Bezüglich des Justizministeriums fallen die drei von Griss genannten, auch aus ihrer Sicht bereits umgesetzten Punkte in dessen Zuständigkeit. In dem einen Jahr seit Vorlage des Abschlussberichts wurde demnach ein Leitfaden erarbeitet, wie bei der Kindeswohlprüfung im Asyl- und Fremdenrecht vorgegangen werden soll. Weiters gibt es nun sogenannte Ansprechrichter für Fragen des Kindeswohls beim Bundesverwaltungsgericht und schließlich auch eine Fort- und Weiterbildung für Richterinnen und Richter in diesem Gebiet. Hier gibt es laut Griss jedoch einen Haken: "Diese Fort- und Weiterbildung ist freiwillig, laut Bericht sollte sie aber verpflichtend sein."

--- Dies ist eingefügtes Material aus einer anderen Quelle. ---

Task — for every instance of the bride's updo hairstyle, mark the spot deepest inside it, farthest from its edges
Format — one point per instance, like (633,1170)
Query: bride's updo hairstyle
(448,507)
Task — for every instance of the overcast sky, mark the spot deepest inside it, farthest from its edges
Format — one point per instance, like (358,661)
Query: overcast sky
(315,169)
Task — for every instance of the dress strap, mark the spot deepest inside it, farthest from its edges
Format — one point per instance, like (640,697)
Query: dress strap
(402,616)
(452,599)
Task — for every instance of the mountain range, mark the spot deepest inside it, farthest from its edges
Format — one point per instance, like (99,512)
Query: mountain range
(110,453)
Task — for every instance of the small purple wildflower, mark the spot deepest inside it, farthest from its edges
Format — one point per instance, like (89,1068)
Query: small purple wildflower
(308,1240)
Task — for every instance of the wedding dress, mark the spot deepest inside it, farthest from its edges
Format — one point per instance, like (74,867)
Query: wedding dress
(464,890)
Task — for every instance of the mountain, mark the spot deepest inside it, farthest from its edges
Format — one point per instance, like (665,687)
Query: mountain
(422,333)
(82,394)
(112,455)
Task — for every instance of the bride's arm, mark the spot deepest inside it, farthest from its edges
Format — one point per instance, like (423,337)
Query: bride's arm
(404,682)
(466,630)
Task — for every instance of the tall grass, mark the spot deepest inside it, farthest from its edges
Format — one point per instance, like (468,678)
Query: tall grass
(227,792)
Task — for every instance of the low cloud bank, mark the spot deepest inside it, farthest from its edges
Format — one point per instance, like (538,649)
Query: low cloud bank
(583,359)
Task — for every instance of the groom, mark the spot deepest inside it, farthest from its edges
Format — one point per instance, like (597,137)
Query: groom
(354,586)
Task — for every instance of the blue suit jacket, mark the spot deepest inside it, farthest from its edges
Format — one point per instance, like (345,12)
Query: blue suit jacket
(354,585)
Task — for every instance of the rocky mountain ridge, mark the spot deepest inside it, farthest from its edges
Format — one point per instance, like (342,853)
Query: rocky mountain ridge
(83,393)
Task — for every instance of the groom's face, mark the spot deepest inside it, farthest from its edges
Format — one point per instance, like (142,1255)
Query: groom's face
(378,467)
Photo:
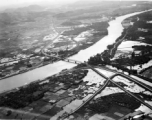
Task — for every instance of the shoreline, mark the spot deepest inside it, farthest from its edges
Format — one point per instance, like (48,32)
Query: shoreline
(46,71)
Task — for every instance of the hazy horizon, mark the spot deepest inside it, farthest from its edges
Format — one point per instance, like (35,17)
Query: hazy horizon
(20,3)
(4,4)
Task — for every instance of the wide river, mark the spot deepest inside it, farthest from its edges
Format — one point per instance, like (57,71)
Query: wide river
(114,31)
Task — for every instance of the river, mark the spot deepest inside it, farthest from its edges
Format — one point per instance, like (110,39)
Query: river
(114,31)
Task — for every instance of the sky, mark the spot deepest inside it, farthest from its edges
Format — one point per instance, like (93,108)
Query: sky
(6,3)
(12,3)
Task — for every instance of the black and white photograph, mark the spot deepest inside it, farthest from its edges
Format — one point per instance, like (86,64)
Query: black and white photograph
(75,59)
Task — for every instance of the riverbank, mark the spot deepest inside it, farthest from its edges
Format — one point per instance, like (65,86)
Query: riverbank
(83,55)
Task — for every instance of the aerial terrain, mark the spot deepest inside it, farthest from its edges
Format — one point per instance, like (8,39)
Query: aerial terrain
(85,60)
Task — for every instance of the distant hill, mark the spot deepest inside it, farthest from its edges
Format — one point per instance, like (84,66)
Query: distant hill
(24,14)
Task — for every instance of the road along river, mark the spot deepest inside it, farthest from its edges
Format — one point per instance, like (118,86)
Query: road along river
(114,31)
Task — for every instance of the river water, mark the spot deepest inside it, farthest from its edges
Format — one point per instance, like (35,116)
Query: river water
(114,31)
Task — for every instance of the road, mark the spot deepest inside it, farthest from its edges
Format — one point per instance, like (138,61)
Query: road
(106,83)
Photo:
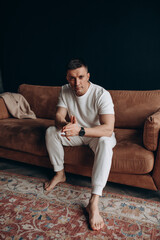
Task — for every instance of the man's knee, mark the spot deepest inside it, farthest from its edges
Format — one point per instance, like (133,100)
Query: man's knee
(51,132)
(104,141)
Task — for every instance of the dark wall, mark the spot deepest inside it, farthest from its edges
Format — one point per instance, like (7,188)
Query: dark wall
(120,40)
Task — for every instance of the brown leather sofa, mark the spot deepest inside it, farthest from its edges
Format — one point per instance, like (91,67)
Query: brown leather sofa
(136,158)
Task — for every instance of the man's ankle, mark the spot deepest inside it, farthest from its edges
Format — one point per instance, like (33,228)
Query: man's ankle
(94,199)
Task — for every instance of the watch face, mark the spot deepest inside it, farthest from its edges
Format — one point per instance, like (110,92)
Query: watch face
(81,132)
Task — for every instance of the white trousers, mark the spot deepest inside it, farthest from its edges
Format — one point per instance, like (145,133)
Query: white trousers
(102,148)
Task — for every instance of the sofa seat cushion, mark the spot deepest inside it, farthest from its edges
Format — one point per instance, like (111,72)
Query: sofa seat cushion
(130,156)
(26,135)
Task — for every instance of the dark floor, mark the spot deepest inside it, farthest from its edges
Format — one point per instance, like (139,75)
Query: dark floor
(30,170)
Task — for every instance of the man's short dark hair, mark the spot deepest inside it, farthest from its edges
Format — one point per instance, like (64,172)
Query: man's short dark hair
(76,63)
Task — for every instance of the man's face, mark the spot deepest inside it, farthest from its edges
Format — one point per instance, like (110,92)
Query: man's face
(78,80)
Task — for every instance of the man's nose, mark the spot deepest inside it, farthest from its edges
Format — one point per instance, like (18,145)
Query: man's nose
(77,81)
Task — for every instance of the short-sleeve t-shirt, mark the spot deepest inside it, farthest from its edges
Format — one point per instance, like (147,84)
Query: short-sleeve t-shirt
(88,107)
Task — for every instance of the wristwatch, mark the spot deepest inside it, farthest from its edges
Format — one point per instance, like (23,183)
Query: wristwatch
(82,132)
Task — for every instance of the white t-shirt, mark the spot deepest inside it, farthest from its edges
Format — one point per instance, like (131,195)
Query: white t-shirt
(88,107)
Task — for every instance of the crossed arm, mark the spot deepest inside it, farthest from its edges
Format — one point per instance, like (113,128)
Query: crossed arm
(72,128)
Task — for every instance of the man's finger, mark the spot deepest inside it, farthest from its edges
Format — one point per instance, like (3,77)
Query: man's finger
(74,119)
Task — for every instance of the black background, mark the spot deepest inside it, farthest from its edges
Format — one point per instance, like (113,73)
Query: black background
(120,41)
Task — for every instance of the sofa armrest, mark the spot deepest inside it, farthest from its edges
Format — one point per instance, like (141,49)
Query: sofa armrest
(156,169)
(151,131)
(3,109)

Wesentliche Änderungen sollte es den Empfehlungen zufolge auch bei der Obsorge für unbegleitete minderjährige Flüchtlinge geben: Diese solle "dringend für ganz Österreich einheitlich gestaltet" werden, derzeit bestehe hier eine "Schutzlücke". Eine Obsorge ab dem ersten Tag gibt es aktuell nur in Tirol. Die Obsorge ist zwar gesetzlich bundesweit geregelt, die Kinder- und Jugendhilfe ist aber Ländersache. Solange die Kinder also nach dem Asylantrag in der Bundesbetreuung sind, sind sie ohne Obsorge. Es gibt niemanden, der für deren Pflege und Erziehung oder rechtliche Vertretung zuständig ist. Erst nach dem Zulassungsverfahren wird die Obsorge der Kinder- und Jugendhilfe übertragen. Das Flüchtlingskind kommt dann für gewöhnlich in ein Länderquartier.
Mehr als drei Viertel der Kinder verschwinden
Bis dahin vergehen durchschnittlich 36 Tage, hat eine frühere Anfragebeantwortung durch Karner an Krisper vom März dieses Jahres ergeben. Der längste Aufenthalt in der Bundesbetreuung nach dem Stellen des Asylantrags dauerte im Vorjahr 220 Tage. In dieser Zeit verschwinden die Kinder mitunter: 2021 waren es 4.489. Setzt man diese in Relation zur Anzahl der unbegleiteten Minderjährigen, die ursprünglich um Asyl angesucht haben, so sind laut Innenministerium mehr als drei Viertel scheinbar wie vom Erdboden verschluckt. "Viele ziehen zu Familienmitgliedern in andere Länder weiter", sagt dazu Lisa Wolfsegger von der Asylkoordination Österreich. Ohne Obsorge passiere das aber selten auf legalem Weg. "Sie müssen sich Schleppern anvertrauen."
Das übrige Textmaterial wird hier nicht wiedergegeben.